Never Negotiate Around A Single Concession

by Johnny Bravo · 6 comments

Never Negotiate Around A Single ConcessionThis is a follow up to a previous post Three Ways To Make Contract Negotiations Easier where I explained how important it is to know your contract when involved in negotiations.

In the post I discuss three key areas to be successful in negotiating on your agreement: (1) Know common redlined items, (2) what you can’t negotiate on, and (3) what you can.

Today I’d like to talk about a fourth key area that applies to contracts and any negotiations anywhere, anytime.

The idea is simple but for some reason I don’t see it utilized as often as it should be which is in every single negotiation every single day.

The concept: never, ever negotiate on a single concession. ~Tweet this!

Depending on your product or service there are usually a few areas that will come up in negotiations. Joel Peterson, Linkedin influencer and Chairman of JetBlue Airways, recently wrote a great piece Negotiate Great Deals, Without A Fight  where he defined those areas as price, terms, time frames, representations and warranties, and remedies. 
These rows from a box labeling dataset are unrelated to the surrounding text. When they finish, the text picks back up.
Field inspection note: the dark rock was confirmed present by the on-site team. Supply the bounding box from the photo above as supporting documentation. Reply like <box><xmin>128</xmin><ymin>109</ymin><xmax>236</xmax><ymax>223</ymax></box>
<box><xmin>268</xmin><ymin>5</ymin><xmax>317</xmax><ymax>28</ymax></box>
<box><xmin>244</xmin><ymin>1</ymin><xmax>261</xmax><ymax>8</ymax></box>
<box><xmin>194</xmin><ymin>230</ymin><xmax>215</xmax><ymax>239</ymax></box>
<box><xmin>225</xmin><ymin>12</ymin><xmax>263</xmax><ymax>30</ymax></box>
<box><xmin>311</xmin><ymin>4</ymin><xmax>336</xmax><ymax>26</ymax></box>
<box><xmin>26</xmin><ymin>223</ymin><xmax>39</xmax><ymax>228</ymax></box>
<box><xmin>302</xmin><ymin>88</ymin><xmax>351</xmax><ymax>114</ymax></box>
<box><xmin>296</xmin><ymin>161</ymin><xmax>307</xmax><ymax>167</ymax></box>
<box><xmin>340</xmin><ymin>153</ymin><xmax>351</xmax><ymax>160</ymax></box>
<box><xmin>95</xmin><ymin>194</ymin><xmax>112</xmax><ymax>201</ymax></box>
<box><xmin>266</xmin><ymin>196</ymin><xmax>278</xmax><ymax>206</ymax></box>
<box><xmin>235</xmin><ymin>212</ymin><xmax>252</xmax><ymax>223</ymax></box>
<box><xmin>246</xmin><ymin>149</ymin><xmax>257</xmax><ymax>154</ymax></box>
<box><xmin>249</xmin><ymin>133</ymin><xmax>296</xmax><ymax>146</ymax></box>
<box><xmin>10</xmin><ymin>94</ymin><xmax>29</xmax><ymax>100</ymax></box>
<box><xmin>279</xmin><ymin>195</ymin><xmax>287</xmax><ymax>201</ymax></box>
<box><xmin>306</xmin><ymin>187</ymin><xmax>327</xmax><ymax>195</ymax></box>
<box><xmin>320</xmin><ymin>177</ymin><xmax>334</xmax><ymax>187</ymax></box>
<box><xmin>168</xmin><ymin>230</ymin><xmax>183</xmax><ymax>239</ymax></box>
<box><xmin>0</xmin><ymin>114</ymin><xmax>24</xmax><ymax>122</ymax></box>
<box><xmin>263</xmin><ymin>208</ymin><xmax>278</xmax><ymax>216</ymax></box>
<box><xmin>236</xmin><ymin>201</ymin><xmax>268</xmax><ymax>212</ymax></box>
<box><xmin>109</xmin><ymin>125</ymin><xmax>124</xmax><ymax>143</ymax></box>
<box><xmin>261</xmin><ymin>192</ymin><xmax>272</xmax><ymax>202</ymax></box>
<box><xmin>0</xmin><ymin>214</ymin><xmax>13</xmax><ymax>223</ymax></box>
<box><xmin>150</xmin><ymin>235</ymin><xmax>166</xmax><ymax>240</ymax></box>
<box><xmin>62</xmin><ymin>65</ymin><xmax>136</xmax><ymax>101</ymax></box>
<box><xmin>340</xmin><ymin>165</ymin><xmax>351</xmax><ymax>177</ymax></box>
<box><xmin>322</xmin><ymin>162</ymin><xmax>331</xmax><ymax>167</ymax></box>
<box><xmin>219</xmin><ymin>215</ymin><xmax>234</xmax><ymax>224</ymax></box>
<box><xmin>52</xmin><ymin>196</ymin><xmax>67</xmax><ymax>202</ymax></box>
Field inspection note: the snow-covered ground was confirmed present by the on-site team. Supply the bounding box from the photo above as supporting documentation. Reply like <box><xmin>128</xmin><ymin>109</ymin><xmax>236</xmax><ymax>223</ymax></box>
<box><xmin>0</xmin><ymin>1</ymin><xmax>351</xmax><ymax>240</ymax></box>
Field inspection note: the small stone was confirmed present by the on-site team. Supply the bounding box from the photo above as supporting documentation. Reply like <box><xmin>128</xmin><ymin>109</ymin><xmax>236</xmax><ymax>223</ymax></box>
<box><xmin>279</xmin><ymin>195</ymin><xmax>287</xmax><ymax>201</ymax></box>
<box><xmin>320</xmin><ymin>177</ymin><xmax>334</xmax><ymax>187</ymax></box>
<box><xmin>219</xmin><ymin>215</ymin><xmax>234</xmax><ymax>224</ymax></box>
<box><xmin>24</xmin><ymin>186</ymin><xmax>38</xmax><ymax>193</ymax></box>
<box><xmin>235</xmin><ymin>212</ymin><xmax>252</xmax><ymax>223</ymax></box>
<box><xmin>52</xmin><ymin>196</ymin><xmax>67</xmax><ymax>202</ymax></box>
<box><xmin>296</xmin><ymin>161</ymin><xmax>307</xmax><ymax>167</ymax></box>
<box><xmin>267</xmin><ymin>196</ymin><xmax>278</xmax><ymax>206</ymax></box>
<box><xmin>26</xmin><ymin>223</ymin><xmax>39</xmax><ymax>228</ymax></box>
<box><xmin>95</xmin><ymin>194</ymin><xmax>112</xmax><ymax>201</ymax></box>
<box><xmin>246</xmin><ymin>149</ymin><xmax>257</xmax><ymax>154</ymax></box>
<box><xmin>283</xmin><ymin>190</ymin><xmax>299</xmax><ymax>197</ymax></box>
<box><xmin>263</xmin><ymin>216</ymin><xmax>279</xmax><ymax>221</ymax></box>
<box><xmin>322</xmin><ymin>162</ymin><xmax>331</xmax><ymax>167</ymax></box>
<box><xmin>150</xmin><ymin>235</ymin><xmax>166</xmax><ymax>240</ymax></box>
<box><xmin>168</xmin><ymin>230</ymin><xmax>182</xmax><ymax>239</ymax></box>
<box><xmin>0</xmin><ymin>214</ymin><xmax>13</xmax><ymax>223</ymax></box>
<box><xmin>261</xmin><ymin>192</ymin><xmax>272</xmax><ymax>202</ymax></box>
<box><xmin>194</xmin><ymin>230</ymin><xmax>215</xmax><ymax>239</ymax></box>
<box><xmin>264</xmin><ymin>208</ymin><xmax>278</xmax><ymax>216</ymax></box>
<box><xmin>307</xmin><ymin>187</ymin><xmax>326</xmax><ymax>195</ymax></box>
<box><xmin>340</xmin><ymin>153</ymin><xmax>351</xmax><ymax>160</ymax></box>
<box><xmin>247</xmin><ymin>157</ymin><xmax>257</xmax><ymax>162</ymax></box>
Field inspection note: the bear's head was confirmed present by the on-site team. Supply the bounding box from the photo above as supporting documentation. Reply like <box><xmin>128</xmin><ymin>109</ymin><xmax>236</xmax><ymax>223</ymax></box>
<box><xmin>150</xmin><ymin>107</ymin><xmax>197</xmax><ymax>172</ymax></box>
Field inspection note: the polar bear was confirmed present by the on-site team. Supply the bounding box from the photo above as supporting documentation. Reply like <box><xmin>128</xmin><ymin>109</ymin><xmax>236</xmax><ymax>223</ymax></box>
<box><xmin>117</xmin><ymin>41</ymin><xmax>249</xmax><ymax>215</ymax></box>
You may have more, you may have less. The point I want you to understand is that there will always be more than one area to negotiate on. Because of this you should never allow negotiations to be centered on only one area.

No person or business makes a buying decision based on a single aspect so then why would you allow negotiations on only one?

Price is the most common example. If you are negotiating on only price then there are two directions it can go. Up if you are in control or down if the client is in control. This is not a good place to be because you have no place to go but down in most cases.

The way to avoid this is by bringing another concession into the mix. For example, when selling real estate software, time frame is a common addition to the conversation when price comes up. The longer the term, the lower the price. A win win for both parties because they get the software they want at the price point they want while we get a happy customer for a predictable amount of time. This not only means revenue, it means revenue we can expect and budget with.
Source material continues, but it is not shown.